I pretty much praise anyone who finds a reason or the time to explore my site, and when people search the web and end up on Nomadderwhere, I'm just as thrilled. Some of my most popular posts are some I wouldn't have pegged to be for the masses, for example: My JanSport Backpack Review
And since the death of Evan Witty in April of 2009, I've received google searches daily from people who still wonder about his abrupt and unexpected death in Cambodia. It's somewhat comforting to know he's still very much in people's minds. I hope my post on Evan Witty offers some comforting words, as it's by far my most popular post to date.
However, I also get many searches that creep me out:
"child sex" "naked boy"
and the most troubling...
"cambodia sex tourist friendly hotels"
From these searches, people navigate to such stories as my night out at a hostess bar in Phnom Penh. That evening out, I experienced street flooding, chatted with some ladies at a hostess bar about their children, and fell asleep in the bathroom (don't judge). Hopefully those interested in the child sex industry are coming here to look for actions against the epidemic, not directions explaining how to find such activity.

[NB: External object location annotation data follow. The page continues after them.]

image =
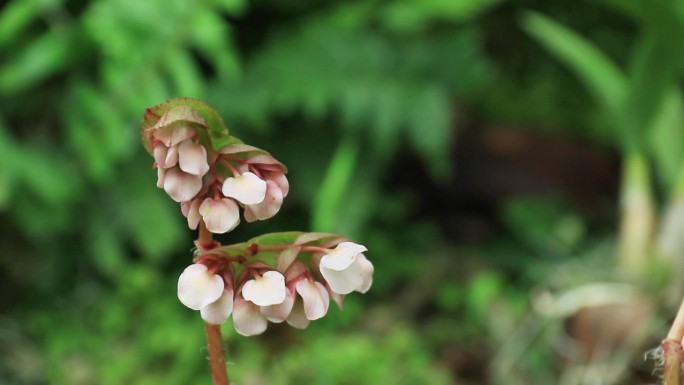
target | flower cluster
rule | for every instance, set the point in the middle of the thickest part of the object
(211, 186)
(282, 277)
(288, 293)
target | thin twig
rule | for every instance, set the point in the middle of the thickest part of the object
(214, 341)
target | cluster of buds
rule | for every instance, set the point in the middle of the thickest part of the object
(210, 185)
(223, 282)
(212, 174)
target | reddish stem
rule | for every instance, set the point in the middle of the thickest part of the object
(214, 341)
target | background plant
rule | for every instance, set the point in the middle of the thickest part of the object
(397, 105)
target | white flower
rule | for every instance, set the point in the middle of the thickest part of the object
(220, 215)
(268, 207)
(191, 211)
(197, 287)
(171, 136)
(315, 298)
(181, 186)
(343, 270)
(297, 318)
(247, 318)
(246, 188)
(279, 313)
(192, 158)
(218, 311)
(269, 289)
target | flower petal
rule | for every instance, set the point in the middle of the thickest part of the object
(269, 289)
(180, 186)
(173, 135)
(192, 158)
(315, 298)
(269, 206)
(297, 318)
(193, 214)
(246, 188)
(197, 287)
(343, 281)
(220, 215)
(247, 318)
(218, 311)
(367, 270)
(159, 152)
(279, 313)
(281, 180)
(171, 157)
(161, 172)
(342, 256)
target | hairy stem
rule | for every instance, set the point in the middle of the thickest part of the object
(216, 356)
(638, 216)
(214, 341)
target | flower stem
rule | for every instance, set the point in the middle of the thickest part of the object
(672, 349)
(214, 341)
(216, 356)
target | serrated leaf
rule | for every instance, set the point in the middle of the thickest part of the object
(187, 110)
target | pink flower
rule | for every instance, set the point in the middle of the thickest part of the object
(247, 317)
(346, 269)
(269, 289)
(219, 215)
(246, 188)
(197, 287)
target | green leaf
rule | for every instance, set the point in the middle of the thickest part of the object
(330, 197)
(598, 73)
(667, 137)
(186, 110)
(43, 57)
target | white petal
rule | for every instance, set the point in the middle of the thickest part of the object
(281, 180)
(192, 158)
(218, 311)
(247, 188)
(269, 289)
(161, 172)
(367, 270)
(286, 258)
(220, 215)
(180, 186)
(343, 281)
(159, 153)
(279, 313)
(172, 136)
(270, 205)
(315, 298)
(171, 157)
(297, 318)
(342, 256)
(197, 287)
(247, 318)
(193, 214)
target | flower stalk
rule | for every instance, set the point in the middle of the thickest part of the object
(219, 373)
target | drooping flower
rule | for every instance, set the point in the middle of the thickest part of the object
(268, 207)
(315, 298)
(180, 185)
(343, 270)
(218, 311)
(192, 158)
(198, 287)
(267, 290)
(247, 318)
(219, 215)
(246, 188)
(279, 313)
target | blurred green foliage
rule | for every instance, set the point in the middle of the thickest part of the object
(357, 98)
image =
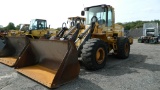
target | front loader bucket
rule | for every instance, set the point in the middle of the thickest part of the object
(12, 50)
(49, 62)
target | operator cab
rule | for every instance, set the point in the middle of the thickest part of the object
(103, 14)
(38, 24)
(73, 20)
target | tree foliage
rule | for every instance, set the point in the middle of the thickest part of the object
(10, 26)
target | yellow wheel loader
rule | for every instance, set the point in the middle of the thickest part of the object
(54, 62)
(16, 41)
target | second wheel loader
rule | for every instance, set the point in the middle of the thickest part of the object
(54, 62)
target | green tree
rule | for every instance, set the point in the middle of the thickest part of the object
(18, 27)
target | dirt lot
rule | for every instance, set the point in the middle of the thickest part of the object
(141, 71)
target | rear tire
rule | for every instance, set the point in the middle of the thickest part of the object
(123, 48)
(94, 54)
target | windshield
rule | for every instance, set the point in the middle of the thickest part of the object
(150, 30)
(33, 25)
(99, 12)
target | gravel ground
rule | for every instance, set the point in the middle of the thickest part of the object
(141, 71)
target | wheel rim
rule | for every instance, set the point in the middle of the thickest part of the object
(100, 55)
(126, 49)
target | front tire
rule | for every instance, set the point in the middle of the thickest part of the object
(94, 54)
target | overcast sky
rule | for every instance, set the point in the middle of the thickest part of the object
(57, 11)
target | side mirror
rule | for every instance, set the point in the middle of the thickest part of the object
(82, 13)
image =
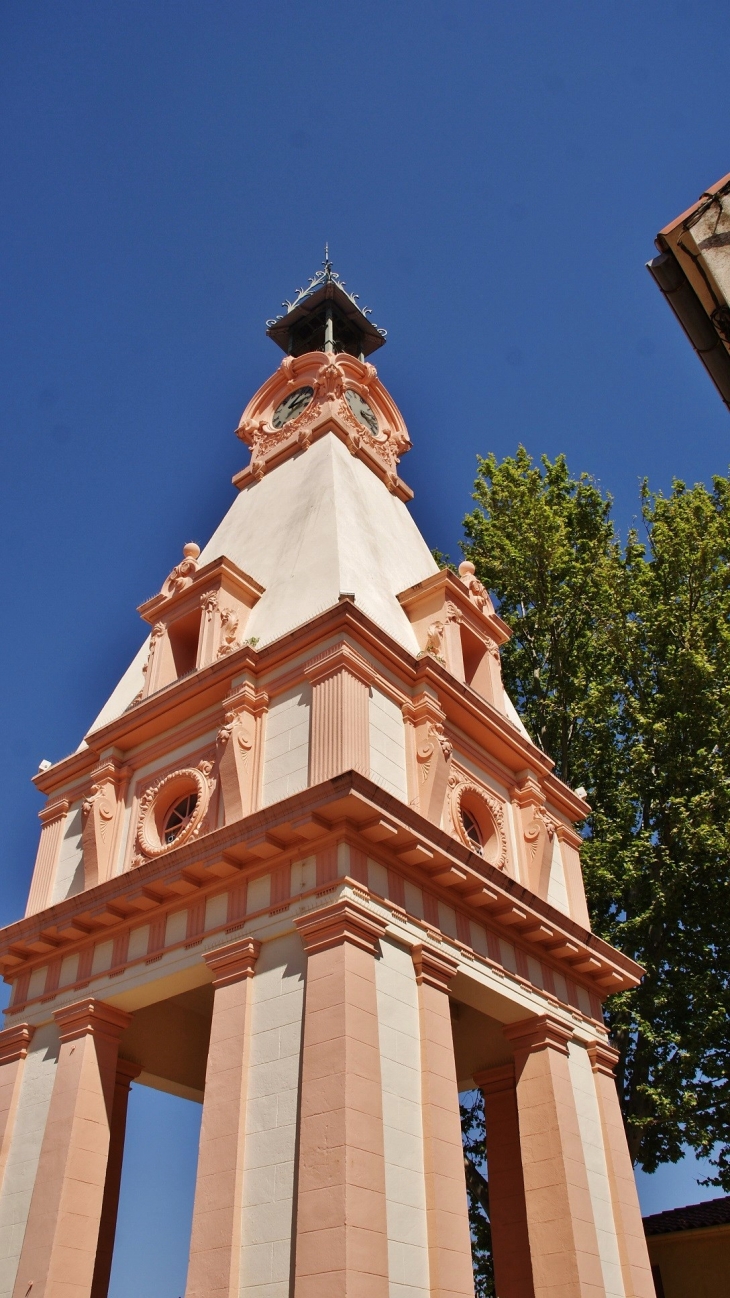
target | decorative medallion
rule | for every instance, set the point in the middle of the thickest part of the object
(363, 410)
(478, 819)
(291, 405)
(173, 810)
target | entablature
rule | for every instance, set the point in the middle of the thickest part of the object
(348, 809)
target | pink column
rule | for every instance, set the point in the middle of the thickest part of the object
(508, 1218)
(52, 819)
(450, 1246)
(635, 1266)
(340, 1209)
(126, 1072)
(340, 730)
(13, 1050)
(65, 1211)
(214, 1248)
(560, 1219)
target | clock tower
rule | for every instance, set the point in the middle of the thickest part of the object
(308, 869)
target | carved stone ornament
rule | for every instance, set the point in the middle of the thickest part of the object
(539, 823)
(229, 627)
(427, 746)
(330, 377)
(161, 797)
(243, 723)
(464, 789)
(434, 639)
(101, 798)
(182, 575)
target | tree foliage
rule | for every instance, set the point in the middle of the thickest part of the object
(620, 666)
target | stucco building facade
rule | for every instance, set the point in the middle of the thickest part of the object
(308, 869)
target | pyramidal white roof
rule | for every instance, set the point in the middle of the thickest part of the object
(318, 525)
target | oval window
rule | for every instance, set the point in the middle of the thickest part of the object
(178, 817)
(472, 830)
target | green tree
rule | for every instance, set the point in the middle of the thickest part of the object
(620, 666)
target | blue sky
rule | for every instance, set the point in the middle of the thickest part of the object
(490, 179)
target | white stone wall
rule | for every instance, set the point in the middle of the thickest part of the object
(286, 745)
(69, 869)
(387, 745)
(37, 1084)
(599, 1188)
(557, 892)
(403, 1123)
(270, 1119)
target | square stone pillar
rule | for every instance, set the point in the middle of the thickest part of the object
(52, 820)
(126, 1072)
(450, 1245)
(340, 1207)
(635, 1267)
(508, 1216)
(560, 1218)
(61, 1235)
(214, 1246)
(340, 721)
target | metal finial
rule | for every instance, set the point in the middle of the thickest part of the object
(324, 277)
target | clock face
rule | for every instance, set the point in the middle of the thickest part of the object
(291, 405)
(361, 410)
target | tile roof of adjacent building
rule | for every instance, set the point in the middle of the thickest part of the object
(692, 1218)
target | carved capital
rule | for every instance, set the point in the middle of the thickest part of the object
(14, 1042)
(433, 967)
(233, 962)
(91, 1016)
(495, 1081)
(603, 1058)
(542, 1032)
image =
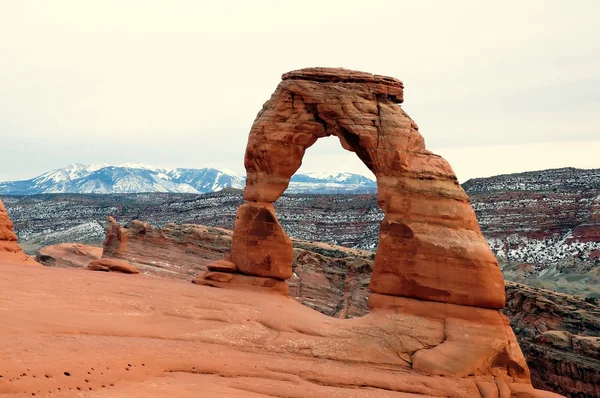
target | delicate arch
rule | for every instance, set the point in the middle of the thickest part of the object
(430, 245)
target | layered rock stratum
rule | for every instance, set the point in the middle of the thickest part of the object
(430, 246)
(433, 268)
(334, 280)
(9, 247)
(434, 326)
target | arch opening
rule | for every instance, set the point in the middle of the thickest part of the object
(430, 246)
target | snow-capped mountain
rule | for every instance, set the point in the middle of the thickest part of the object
(102, 178)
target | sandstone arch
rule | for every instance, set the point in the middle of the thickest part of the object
(430, 245)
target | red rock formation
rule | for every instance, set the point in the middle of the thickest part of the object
(437, 286)
(10, 251)
(178, 251)
(560, 336)
(430, 245)
(111, 335)
(110, 264)
(68, 255)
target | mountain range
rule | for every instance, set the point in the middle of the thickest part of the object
(102, 178)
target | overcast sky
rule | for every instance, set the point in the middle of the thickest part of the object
(495, 87)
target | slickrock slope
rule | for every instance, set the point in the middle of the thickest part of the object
(94, 334)
(430, 246)
(9, 248)
(334, 280)
(331, 279)
(560, 337)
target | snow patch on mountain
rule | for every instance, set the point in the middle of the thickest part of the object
(102, 178)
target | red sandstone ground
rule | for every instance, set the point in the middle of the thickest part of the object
(71, 332)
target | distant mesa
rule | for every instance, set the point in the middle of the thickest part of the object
(10, 251)
(101, 178)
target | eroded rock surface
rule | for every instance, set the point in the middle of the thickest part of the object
(10, 251)
(334, 280)
(94, 334)
(430, 246)
(110, 264)
(560, 336)
(68, 255)
(433, 270)
(178, 251)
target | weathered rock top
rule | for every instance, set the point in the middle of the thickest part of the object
(383, 85)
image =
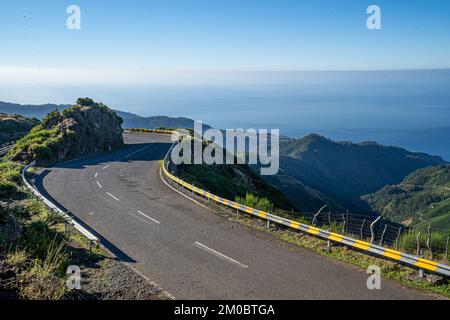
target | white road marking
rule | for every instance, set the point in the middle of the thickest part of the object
(112, 196)
(181, 193)
(144, 215)
(142, 149)
(219, 255)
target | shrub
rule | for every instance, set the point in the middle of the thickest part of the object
(38, 238)
(255, 202)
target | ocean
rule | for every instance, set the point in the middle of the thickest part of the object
(410, 109)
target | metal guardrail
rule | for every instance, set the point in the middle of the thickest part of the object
(92, 238)
(408, 259)
(5, 150)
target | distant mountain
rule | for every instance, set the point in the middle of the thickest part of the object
(342, 171)
(130, 120)
(83, 129)
(422, 197)
(14, 127)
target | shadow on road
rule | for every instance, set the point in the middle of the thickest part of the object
(153, 152)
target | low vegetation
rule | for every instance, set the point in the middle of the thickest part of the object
(389, 269)
(319, 169)
(33, 253)
(14, 127)
(422, 198)
(85, 128)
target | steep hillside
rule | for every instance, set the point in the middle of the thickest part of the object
(130, 120)
(82, 129)
(343, 171)
(422, 196)
(14, 127)
(28, 110)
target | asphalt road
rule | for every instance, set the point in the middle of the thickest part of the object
(188, 250)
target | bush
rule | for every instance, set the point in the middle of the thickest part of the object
(45, 281)
(38, 238)
(256, 202)
(408, 242)
(9, 179)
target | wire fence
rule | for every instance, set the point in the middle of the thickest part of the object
(423, 242)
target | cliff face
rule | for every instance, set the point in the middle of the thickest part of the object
(80, 130)
(13, 127)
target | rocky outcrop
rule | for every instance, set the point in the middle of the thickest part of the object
(14, 127)
(83, 129)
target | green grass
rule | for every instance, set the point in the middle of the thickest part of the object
(9, 178)
(389, 269)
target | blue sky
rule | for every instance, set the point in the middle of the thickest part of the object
(226, 35)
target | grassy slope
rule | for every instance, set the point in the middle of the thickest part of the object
(422, 197)
(77, 131)
(345, 171)
(231, 181)
(14, 127)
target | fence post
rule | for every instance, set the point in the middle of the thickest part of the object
(362, 229)
(372, 234)
(446, 250)
(348, 221)
(316, 215)
(382, 235)
(428, 241)
(418, 242)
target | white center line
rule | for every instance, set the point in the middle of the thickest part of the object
(144, 215)
(112, 196)
(142, 149)
(219, 255)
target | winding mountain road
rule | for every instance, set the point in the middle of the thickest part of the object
(187, 249)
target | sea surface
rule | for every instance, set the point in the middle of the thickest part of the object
(410, 109)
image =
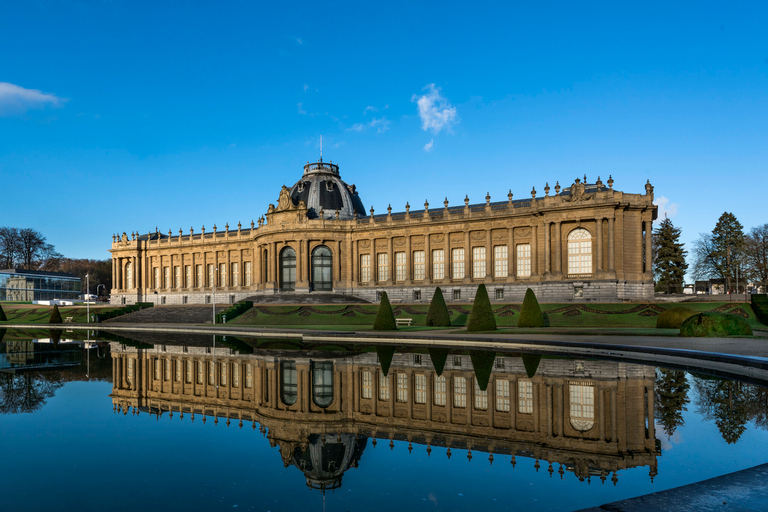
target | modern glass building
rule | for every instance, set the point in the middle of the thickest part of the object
(28, 285)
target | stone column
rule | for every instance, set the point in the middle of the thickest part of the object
(599, 233)
(611, 248)
(547, 248)
(558, 249)
(648, 246)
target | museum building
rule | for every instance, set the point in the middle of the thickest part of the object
(586, 242)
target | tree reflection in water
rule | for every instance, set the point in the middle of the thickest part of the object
(27, 392)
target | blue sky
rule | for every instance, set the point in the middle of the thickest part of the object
(123, 116)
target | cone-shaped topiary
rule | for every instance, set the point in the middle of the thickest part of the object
(531, 363)
(715, 325)
(530, 312)
(55, 316)
(481, 318)
(438, 315)
(385, 353)
(482, 362)
(674, 317)
(385, 319)
(438, 357)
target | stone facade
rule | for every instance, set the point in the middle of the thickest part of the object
(587, 242)
(592, 417)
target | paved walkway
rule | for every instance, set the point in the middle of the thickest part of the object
(742, 491)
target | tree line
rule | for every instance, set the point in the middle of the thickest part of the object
(28, 249)
(726, 253)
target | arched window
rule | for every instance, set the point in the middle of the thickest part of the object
(322, 274)
(322, 384)
(129, 275)
(287, 269)
(288, 382)
(579, 252)
(582, 397)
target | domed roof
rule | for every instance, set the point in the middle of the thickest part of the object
(322, 189)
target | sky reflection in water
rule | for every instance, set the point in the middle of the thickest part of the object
(75, 453)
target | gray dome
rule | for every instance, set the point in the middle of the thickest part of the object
(321, 188)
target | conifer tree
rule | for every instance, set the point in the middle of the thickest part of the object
(669, 265)
(438, 315)
(385, 319)
(481, 317)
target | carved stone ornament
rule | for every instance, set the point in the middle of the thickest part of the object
(577, 192)
(284, 202)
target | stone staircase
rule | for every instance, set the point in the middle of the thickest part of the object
(170, 315)
(306, 298)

I write about this today because...
1. it's Friday the 13th and creeps are ...well, creepy; and
2. I left the orphanage a year ago today.
It was one of my goals by year's end to find a way to return, through a collaboration with Fighting for Futures and an alliance with Airtreks. Though this didn't pan out due to my own budget restrictions, I don't plan to cut off my concern just because I can't physically return. What can I do if I can't actually be there? Enter the knife-like tongue.
The visceral effect this disgusting occurrence has on those who witness it is a repulsion that screams to be known and acted upon. I know it's hard to decide which worthy causes in this world deserve our attention the most, as it's something like choosing a favorite child, but for me it's hard to imagine a worse start or end in life than to rely on a pedophile's twisted business for basic sustenance.
The media have been posting stories and videos on Youtube for decades displaying the realities of the sex tourism industry around the world, and not surprisingly the creeps keep on a-violating. Does it make a difference to simply make the public aware of this issue we seemingly cannot change? I guess we all say, "It's worth trying," but the utterance of this phrase [to me] almost seems to declare instant defeat and the acceptance of heartsickness for one and all.
Here's one of the many videos I found, this one from the New York Times from 2007.
We make that worthy try, and there seems to be a airtight seal on the workings of impoverished communities where women and children fall into the industry of the body.
Then come organizations that seem to finally have a solution for catching the scum. Here's APLE and their sting operation on Harvey Johnson, suspected offender of all codes moral, judicial and human. I have yet to find the outcome of this case, but let's hope being a spectacle on ABC and across the internet will incapacitate him wherever he is.
There are a lot of people doing this work locally and operations concocted stateside, but I don't think it's promoting the right mindset to think these are the only people who should be making strides.
Enter initiatives like Fighting for Futures, which blossomed from a traveler's experience in Cambodia and aims to eradicate the child sex industry (and other awful realities of the third world) by enhancing their educations with liberating, creative approaches. Cathleen, the founder of FFF, felt that visceral repulsion and now spends every waking hour putting her own money into fundraising efforts across New York City in order to promote her upcoming trip to Southeast Asia to implement these creative programs.
She traveled. She was moved. She's going after the creeps.
I Challenge You
Today, on this Friday the 13th, I urge you to combat the creeps. Take a look at Fighting for Futures, Operation Twisted Traveler, and many other programs and organizations for the empowerment of kids stuck in this creep industry. It's modern-day slavery, human trafficking, and it's despicable.